Observons plutôt la petite terre de culture de formes arrondies, qui s'avance au-dessus d'un méandre de la Maulde un peu en amont du barrage de Villejoubert dont on aperçoit en bordure du cliché, la culée de rive droite : c'est un isolat face au ravin profond de la rivière, protégé par deux ruisseaux sur ses faces latérales. Un isthme fortement rétréci protège cette zone de terrain  et on peut penser que la courte ligne d'arbres interrompue en son milieu qui barre l'avancée, cache les restes d'un dispositif  de défense. La photo aérienne ne permet pas de savoir si la périphérie de l'enclos a reçu un supplément de fortification.
   C'est  un éperon barré, une structure dont les archéologues font remonter l'usage si ma mémoire est bonne, au premier Age du Fer.
    Nous complétons notre description par l'observation d'une forme  géométrique régulière que dessine une discordance d'aspect du sol juste en
arrière de l'entrée . Nous savons maintenant, l'expérience aidant, que cette anomalie - dont nous ignorons  autant  la raison humaine que la cause physique - n'est pas rare sur les sols qui portent des traces d'habitats gaulois: Rancon, Bussière-Poitevine ...

         Une villa ?

   Enfin, à l'extrème droite du cliché et également perché sur un replat au-dessus de la rivière, on devine un enclos grossièrement rectangulaire bordé sur sa face EST par de possibles constructions en dur : une villa peut-être ou en tout cas une structure différente des  habitats que nous avons vus jusqu'ici .  
  On observera sur le même cliché que deux étroits cheminements partant du haut de l'image  (voir carte IGN et la suite de notre exposé) aboutissent,  l'un à l'entrée de l'éperon barré dont nous venons de parler, l'autre à la possible villa. Et on fera la distinction entre les chemins anciens (voire protohistoriques ou antiques) qui s'inscrivent en teinte vert-sombre sur les cultures éprouvées par la sécheresse et les chemins  actuels , plus clairs
que les champs environnants.
   Les premiers,  surcreusés par un  usage séculaire, se seraient ensuite comblés naturellement lors de l'abandon des sites voire de la désertification probable des campagnes sous les coups de boutoir des invasions et de l'insécurité. Le matériau de remplissage plus varié et plus fragmenté que le sol encaissant, serait devenu grâce à sa porosité, un réservoir et un répartiteur d'eau performants  capables en période sèche,  d'entretenir sur leur tracé  la vie de la végétation herbacée plus longtemps qu'alentour. Les seconds, récents, créés uniquement par l'usage et que signale une teinte plus claire  sont trahis par l'aridité du sol nu, damé, compacté et érodé en surface  par le passage répété des attelages et des engins agricoles.
    On observera  aux abords de la villa que  la voie de desserte est beaucoup plus large et structurée qu'en amont .
    Sans que celà devienne un trouble obsessionnel - mais ceux qui voudront me suivre devront s'y faire - observons encore que les cheminements antiques sont souvent jalonnés d'arbres ou d'arbustes clairsemés conservés jusque-là par l'agriculture traditionnelle.

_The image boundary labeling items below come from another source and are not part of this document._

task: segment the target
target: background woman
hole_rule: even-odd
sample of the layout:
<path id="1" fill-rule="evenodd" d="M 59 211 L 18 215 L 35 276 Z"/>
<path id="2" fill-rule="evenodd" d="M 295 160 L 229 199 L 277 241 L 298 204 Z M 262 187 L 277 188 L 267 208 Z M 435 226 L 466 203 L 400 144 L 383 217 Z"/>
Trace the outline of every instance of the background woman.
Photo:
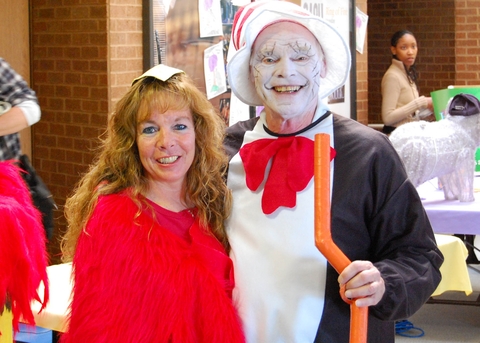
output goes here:
<path id="1" fill-rule="evenodd" d="M 66 202 L 70 342 L 243 342 L 223 222 L 224 123 L 181 70 L 134 80 Z"/>
<path id="2" fill-rule="evenodd" d="M 390 41 L 392 64 L 382 79 L 383 132 L 389 134 L 401 124 L 433 113 L 432 98 L 419 96 L 415 60 L 417 40 L 407 30 L 397 31 Z"/>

Année 1984 : premier  bilan
    J'eus la naïveté de penser que ce n'était pas si mal pour un début.
    1985 ne fut pas une année favorable pour la recherche aérienne. Mais je n'en poursuivis pas moins  mes vols  sur Villejoubert. Et sans attendre, j'avais rendu publics mes résultats de  1984 en  remettant une copie  de ma mosaïque photographique à la Direction des Antiquités Historiques du Limousin.
 Ainsi, les archéologues ayant déjà travaillé sur le site et  bons connaisseurs du terrain, pouvaient dès 1986 et en attendant mieux, bénéficier de documents nouveaux et d'un nouvel angle d'approche  pour la compréhension d'un site phare de notre  lointaine histoire limousine.